CIE 5703 Week 6 - Assignment workflow

Requirements:

Suggestion to use python with the libraries

  • pandas (for data reading and handling)
  • numpy
  • matplotlib (for plotting)
  • scipy (for GEV)

For MATLAB there should be similar functions to read/convert the data and resample/accumulate the data.

The following steps are described with python functions only.

Detailed instructions for the data handling:

  1. Read in the dataset using pandas read_csv

  2. Format the timestamps to computer-read-able format (datetime) with pandas to_datetime and set index to the generated datetime

  3. Replace invalid data with NaN

  4. Create new dataframes to accumulate the rainfall data to hourly/daily/monthly timescales using pandas resample and sum and mean

  5. Create new dataframes with accumulated hourly data in the summer and winter periods by designing a logical mask (pandas loc and index)
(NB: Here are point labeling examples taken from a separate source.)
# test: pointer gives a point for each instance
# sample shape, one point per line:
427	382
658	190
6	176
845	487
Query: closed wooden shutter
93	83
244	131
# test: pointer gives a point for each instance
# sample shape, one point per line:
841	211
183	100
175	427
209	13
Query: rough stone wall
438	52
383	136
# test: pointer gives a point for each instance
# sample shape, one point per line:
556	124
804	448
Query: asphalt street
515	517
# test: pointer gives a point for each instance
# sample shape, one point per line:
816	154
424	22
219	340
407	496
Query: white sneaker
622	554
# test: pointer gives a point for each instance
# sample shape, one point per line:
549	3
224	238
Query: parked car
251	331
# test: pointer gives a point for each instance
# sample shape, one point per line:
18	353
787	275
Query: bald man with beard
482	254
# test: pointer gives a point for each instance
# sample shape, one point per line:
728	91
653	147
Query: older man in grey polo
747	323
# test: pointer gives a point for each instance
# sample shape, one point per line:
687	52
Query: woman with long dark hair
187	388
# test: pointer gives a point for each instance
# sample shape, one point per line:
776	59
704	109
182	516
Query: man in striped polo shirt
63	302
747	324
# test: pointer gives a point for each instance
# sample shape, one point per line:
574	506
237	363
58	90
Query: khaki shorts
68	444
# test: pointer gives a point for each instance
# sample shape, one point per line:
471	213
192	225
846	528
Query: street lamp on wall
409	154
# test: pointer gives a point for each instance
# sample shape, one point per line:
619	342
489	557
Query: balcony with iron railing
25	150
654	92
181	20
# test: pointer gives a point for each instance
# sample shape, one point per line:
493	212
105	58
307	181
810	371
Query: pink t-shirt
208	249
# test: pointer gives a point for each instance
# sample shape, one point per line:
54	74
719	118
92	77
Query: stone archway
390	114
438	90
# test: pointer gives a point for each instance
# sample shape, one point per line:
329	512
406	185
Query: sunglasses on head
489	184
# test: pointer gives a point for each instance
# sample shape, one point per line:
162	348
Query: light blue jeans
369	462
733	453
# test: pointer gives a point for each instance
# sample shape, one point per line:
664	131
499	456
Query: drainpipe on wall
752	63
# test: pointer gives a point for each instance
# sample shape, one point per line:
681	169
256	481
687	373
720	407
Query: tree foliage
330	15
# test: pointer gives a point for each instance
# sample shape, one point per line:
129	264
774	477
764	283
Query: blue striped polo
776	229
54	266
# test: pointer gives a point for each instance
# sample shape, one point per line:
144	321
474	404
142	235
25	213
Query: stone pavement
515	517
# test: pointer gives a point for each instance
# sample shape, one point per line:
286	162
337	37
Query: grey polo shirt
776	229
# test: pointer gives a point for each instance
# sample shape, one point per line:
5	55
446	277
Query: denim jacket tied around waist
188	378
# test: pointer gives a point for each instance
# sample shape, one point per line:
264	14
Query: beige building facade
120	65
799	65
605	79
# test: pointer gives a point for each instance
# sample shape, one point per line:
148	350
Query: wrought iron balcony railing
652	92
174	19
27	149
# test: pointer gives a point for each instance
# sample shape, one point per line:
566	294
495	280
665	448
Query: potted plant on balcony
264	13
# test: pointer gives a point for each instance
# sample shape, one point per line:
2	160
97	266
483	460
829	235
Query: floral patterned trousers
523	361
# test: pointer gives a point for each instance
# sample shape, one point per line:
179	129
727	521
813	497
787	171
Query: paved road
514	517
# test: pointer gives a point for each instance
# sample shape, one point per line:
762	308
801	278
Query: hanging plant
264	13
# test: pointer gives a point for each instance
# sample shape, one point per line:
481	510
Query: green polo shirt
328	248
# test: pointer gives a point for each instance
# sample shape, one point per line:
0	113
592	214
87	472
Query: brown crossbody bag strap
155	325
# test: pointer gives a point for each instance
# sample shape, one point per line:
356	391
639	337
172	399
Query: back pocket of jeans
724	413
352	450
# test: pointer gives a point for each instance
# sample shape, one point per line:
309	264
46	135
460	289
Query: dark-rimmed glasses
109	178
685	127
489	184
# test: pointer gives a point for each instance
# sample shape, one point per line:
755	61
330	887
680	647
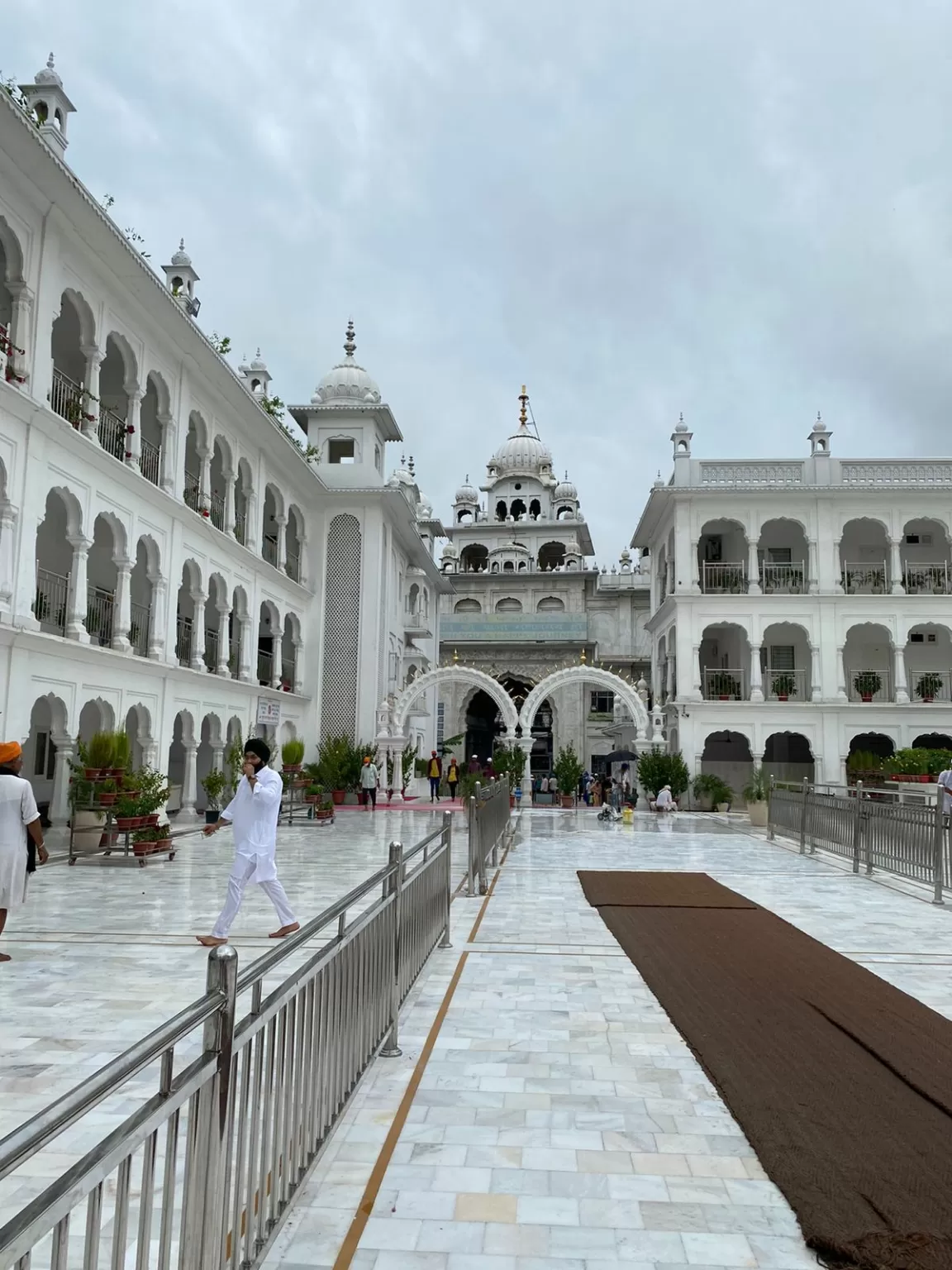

Answering the assignments:

1.

  • Compute mean, std and skew over 15 (Charlotte) or 10 (Rotterdam) dataset with pandas mean, std, skew
  • Plot the histogram using pandas hist (and use a logarithmic scale for better visibility) with and without zeros
  • Repeat with 24h and 1h dataset using mm/15(10)min timescale and compare

2.

  • Index new columns by year and month of the monthly accumulated datasets (pandas index)
  • Plot the boxplots with pandas boxplot over accumulated rainfall column by month / year
  • Repeat on the hourly scale (for diurnal cycles): boxplot by hour and observe. Repeat this by neglecting data <1mm/h, <3mm/h, ... and observe
  • Do the same with summer / winter period
  • Select hourly events of >10mm/h and describe

3.

  • Create numpy linspace with desired range
  • Use scipy genextreme.fit with POT values
  • Plot the scipy genextreme.pdf with fitted values
  • Add histogram to it (normalized) for visual inspection
  • Use genextreme.ppf with required return period and fitted values

In [ ]: